In 1975, the New Orleans Steamboat Company hired Doc as captain of their brand new steamship Natchez, the ninth to carry that name.
“I quit the Belle of Louisville, and took this job,” Doc said, “simply because I was going to live in New Orleans full time.”
Doc bought a French Quarter town home that was built in 1829, and he treasures the shady courtyard, balconies, and curving stairway. His shelves are filled with steamboat books, including some he has written, and the walls are covered with paintings and pictures of the Natchez, and other legendary boats. His hands caress nick-nacks that came from steamboats.
Doc loves the Natchez. He knows every inch of her, and he even painted the boat name on her sides in 1975. He did a lot of media interviews that spring, including one with a college student, me, for one of my very first television reports. Doc treated me like I was Edward R. Murrow, and I remember the huge excitement he had for his new job, and new boat, and it is still evident today as he mentions the steam engines that date to 1927.
“It’s a very, very maneuverable, powerful boat,” Doc said. “The engines are actually from a boat that pushed barges, just perfect for a boat like the Natchez.”
Doc points out an eddy, a giant swirl in the current close to the Natchez dock. He knows the Mississippi may look placid, but can be unexpectedly violent. He learned to master immense, unpredictable rivers like the Mississippi and Missouri.
“They’re really tough, you can get in trouble easier, especially downbound (heading down river). You are going with the current. Going upbound it is easy to stop your boat, going downbound it is hard to stop your boat. You’ve got to back up a whole lot more.
“The Mississippi is as clear as drinking water from St. Paul to St. Louis, and when you pass the mouth of the Missouri, then you have mud from there on to the Gulf, café au lait water.”
He still feels pain about the worst day, three decades ago, when a ship lost steering and struck the Natchez where she was tied up at the dock. “She had a big hole in the hull,” Doc recalled. “She’s got 33 compartments, and just enough of those compartments had been damaged that we thought she was going to go down. We were really afraid of that. But the Fire Department helped pump her out.”

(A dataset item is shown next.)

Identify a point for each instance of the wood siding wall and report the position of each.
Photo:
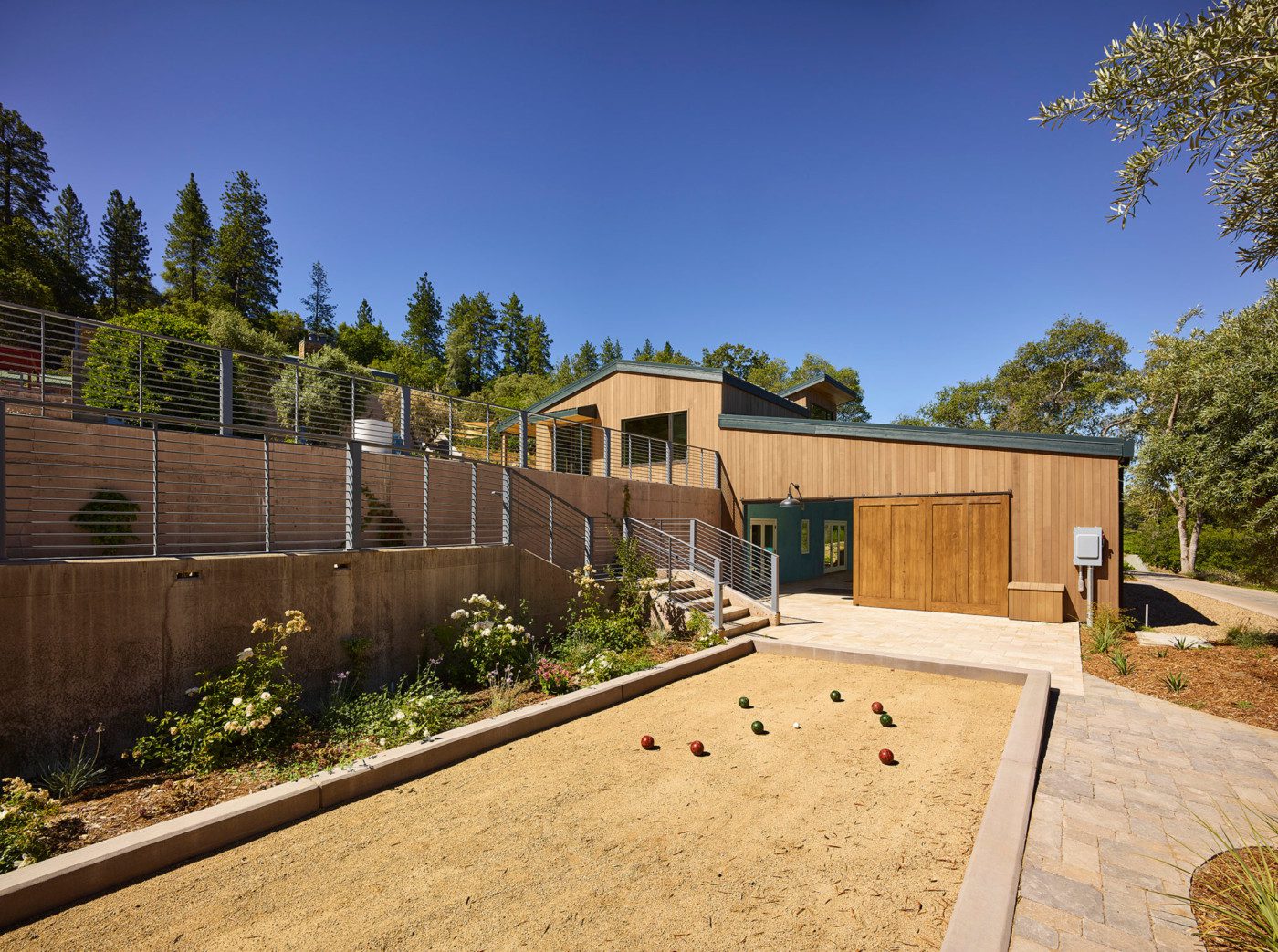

She went to the dry dock for repairs.
“The biggest catfish that I had ever seen floated out of the Natchez’ hull.”
Doc has seen so much of America up close.
“Different foods, different variations in the English language,” Doc said. “Omaha has great steak. Omaha and Kansas City are steak, that’s beef country. Get a little further north, St. Paul area, a lot more lamb, and stuff that the Norwegians, and the Swiss, and Swedish, would eat. The best chili is Cincinnati, Ohio.”
“Nothing compares to New Orleans. Nothing food-wise can equal New Orleans’ different varieties in the same city. I eat everything.”
He got the nickname Doc as a teenage soda jerk in a drug store.
“I gave my school chums lagniappe. If you were nice to me, I might give you two cherries instead of one. They called the druggist ‘Doc,’ and I was ‘Little Doc,’ that’s how I got the name.”
Steamboats are irresistible, even to celebrities.
“I’ve met President Bush, father and son, I had Gerald Ford on the Natchez, I had Ronald Reagan on the Belle of Louisville, and Jimmy Carter on the Delta Queen, and lots of movie stars,” Doc said. “On the Natchez we’ve had more than any other boat, we’ve had Muhammad Ali.”
I heard you arm-wrestled Muhammad Ali?
You beat him?
“He let me beat him.”
But Doc still raves about the visit one star made to the Natchez for a TV show.
“Dolly Parton, absolutely my favorite person that I’ve met,” Doc recalled wistfully. “Dolly came on the boat, and the first thing I said, ‘Hello Miss Parton,’ and she said ‘Captain, there’s one thing: I am Dolly. Dolly. Don’t call me Miz Parton, that’s my Momma’s name.’ I said ‘Well you call me Doc then.’”
Doc retired as Natchez captain in 1995, but still loves playing the calliope, and living in New Orleans.
“I didn’t leave New Orleans. I’m still here, I wasn’t about to go up north. I didn’t want any more winters.”